Reaction Atmospheres and Surface Ligation Control Surface Reactivity and Morphology of Cerium Oxide Nanocrystals during Continuous Addition Synthesis.

Cerium oxide nanocrystals have size- and shape-dependent properties that are potentially useful in a variety of applications if these structural attributes can be controlled through synthesis. Various syntheses have been developed in attempts to access different sizes and shapes, but little is known about selecting reaction conditions to predictably control the growth, and therefore properties, of the nanocrystals. Here, we investigate the role of cerium precursor oxidation states, reaction atmospheres, and acetic acid ligation on the size and shape of cerium oxide nanocrystals. A continuous addition synthesis allowed us to vary individual reaction parameters to better understand how each affects growth and morphology. Under N2, the synthesis leads to either irregular shapes or nanoribbons, whereas the same synthesis under air leads to size-tunable nanocubes.
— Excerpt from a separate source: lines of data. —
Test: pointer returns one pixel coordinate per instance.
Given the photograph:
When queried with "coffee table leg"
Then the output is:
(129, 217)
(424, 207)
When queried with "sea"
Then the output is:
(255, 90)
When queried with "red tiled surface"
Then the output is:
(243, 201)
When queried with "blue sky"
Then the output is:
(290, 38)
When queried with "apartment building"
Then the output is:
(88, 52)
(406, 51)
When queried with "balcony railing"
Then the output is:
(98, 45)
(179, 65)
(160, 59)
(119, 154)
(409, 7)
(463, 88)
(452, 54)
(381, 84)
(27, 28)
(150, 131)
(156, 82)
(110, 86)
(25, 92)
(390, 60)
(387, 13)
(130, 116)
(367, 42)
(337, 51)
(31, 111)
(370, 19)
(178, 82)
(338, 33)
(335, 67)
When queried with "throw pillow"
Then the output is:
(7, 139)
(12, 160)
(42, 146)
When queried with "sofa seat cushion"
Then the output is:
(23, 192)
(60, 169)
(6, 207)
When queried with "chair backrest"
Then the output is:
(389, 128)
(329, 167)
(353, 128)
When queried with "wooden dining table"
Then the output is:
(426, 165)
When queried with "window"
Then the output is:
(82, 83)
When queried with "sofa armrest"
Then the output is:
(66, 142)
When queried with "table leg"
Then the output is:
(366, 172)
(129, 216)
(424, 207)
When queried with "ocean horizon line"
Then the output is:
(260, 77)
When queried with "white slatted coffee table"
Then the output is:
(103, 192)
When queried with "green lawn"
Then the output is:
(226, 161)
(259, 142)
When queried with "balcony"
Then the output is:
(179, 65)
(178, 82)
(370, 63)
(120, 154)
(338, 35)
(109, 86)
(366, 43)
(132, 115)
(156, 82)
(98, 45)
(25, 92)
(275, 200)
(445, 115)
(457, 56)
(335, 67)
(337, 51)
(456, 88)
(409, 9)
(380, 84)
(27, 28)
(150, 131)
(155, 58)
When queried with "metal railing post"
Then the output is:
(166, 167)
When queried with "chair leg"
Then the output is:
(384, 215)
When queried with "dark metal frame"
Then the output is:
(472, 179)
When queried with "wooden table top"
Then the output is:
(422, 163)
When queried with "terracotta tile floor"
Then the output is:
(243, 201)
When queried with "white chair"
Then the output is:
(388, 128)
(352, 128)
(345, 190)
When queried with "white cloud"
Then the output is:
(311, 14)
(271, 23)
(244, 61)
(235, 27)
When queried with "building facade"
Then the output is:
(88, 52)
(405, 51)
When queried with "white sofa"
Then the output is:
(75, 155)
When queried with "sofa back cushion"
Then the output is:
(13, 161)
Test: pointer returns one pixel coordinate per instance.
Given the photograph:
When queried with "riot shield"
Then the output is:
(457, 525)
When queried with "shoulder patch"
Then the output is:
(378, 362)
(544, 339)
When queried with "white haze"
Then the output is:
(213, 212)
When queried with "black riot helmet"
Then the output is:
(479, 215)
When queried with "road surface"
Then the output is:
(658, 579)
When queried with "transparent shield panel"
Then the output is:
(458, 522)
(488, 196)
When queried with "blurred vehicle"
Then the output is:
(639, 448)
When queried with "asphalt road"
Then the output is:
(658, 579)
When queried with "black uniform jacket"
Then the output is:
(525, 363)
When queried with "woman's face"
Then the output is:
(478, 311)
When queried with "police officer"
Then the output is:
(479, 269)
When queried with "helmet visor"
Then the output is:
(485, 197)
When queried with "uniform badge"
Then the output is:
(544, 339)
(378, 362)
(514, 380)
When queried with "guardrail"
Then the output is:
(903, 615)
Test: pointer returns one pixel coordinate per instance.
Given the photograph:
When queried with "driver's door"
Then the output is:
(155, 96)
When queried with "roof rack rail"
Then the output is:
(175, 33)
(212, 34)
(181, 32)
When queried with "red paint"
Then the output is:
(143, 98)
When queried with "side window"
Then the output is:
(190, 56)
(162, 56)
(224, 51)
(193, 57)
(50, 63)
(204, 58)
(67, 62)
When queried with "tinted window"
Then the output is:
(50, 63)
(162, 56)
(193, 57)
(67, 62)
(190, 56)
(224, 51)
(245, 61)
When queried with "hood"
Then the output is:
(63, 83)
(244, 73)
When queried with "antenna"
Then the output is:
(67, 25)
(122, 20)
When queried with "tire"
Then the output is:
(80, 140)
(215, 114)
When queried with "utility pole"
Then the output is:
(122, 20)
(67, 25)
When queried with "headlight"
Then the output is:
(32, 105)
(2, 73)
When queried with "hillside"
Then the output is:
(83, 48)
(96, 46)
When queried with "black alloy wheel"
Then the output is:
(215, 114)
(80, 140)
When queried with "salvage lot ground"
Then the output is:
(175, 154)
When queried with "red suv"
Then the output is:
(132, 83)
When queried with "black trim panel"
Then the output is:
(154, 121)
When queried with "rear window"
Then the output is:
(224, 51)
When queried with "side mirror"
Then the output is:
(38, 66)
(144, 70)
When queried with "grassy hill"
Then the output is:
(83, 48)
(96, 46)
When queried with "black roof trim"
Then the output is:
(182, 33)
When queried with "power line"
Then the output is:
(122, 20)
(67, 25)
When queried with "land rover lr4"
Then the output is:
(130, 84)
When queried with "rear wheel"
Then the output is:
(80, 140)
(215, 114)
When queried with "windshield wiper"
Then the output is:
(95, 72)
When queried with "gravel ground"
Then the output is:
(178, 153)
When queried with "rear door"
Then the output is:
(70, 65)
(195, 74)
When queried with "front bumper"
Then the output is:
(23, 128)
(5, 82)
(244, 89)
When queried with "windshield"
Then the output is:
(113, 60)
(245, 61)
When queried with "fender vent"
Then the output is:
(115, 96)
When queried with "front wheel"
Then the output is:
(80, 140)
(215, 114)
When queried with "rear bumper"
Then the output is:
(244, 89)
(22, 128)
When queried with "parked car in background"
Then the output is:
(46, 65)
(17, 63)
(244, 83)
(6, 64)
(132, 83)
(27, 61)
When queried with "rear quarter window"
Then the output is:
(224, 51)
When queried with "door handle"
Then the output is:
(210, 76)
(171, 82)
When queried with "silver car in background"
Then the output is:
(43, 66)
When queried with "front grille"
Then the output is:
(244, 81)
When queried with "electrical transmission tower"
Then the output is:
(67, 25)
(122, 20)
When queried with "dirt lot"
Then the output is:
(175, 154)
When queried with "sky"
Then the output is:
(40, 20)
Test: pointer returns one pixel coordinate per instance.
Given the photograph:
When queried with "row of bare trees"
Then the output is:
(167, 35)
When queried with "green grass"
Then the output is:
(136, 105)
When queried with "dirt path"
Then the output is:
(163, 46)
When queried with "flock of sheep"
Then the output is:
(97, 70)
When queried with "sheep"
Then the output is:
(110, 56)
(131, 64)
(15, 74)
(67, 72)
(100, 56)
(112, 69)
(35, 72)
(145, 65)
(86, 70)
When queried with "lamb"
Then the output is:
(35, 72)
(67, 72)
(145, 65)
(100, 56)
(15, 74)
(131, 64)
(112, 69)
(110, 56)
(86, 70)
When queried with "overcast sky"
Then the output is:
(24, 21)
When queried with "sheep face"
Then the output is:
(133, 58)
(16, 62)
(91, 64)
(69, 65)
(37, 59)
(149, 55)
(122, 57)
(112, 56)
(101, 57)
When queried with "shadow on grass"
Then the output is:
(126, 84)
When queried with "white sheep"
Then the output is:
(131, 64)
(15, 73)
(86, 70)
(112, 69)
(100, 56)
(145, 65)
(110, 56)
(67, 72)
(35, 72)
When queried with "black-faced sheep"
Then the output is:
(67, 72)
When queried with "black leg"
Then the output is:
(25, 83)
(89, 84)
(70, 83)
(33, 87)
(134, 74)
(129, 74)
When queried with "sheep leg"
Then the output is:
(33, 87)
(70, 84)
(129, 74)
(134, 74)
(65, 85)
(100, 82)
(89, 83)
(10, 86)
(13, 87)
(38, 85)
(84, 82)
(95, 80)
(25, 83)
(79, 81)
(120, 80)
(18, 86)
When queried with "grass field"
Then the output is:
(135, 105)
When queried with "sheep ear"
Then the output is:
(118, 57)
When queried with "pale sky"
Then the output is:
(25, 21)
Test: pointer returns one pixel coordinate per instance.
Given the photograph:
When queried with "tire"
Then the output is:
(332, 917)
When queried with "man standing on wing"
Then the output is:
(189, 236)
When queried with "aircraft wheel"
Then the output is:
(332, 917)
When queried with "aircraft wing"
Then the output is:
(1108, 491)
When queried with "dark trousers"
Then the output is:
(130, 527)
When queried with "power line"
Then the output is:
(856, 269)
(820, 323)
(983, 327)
To determine whether air might be oxidizing the cerium precursor and changing its reactivity, we synthesized Ce(IV)-rich and Ce(III) oleate precursors and found that the oxidation state of the precursor has little effect on the resulting nanocrystals. In fact, we found that Ce(IV) oleate is readily reduced to Ce(III) at at temperatures above 100 °C in the reaction medium. The significant role of air during synthesis therefore suggests that oxygen is altering the surface reactivity of the nanocrystals, as opposed to the precursor. We investigated the origin of nanoribbon formation and found that the presence of acetate ligands is responsible for nanoribbon formation in syntheses under N2, with more acetate leading to longer nanoribbons. These insights were used to identify conditions to predictably grow various sizes and shapes of nanocubes and nanoribbons. The findings elucidate the effects that various synthetic parameters can have on cerium oxide nanocrystal synthesis and suggest that redox reactivity may influence growth and properties in other syntheses where changes in the oxidation state occur for the precursor or the nanocrystal surface.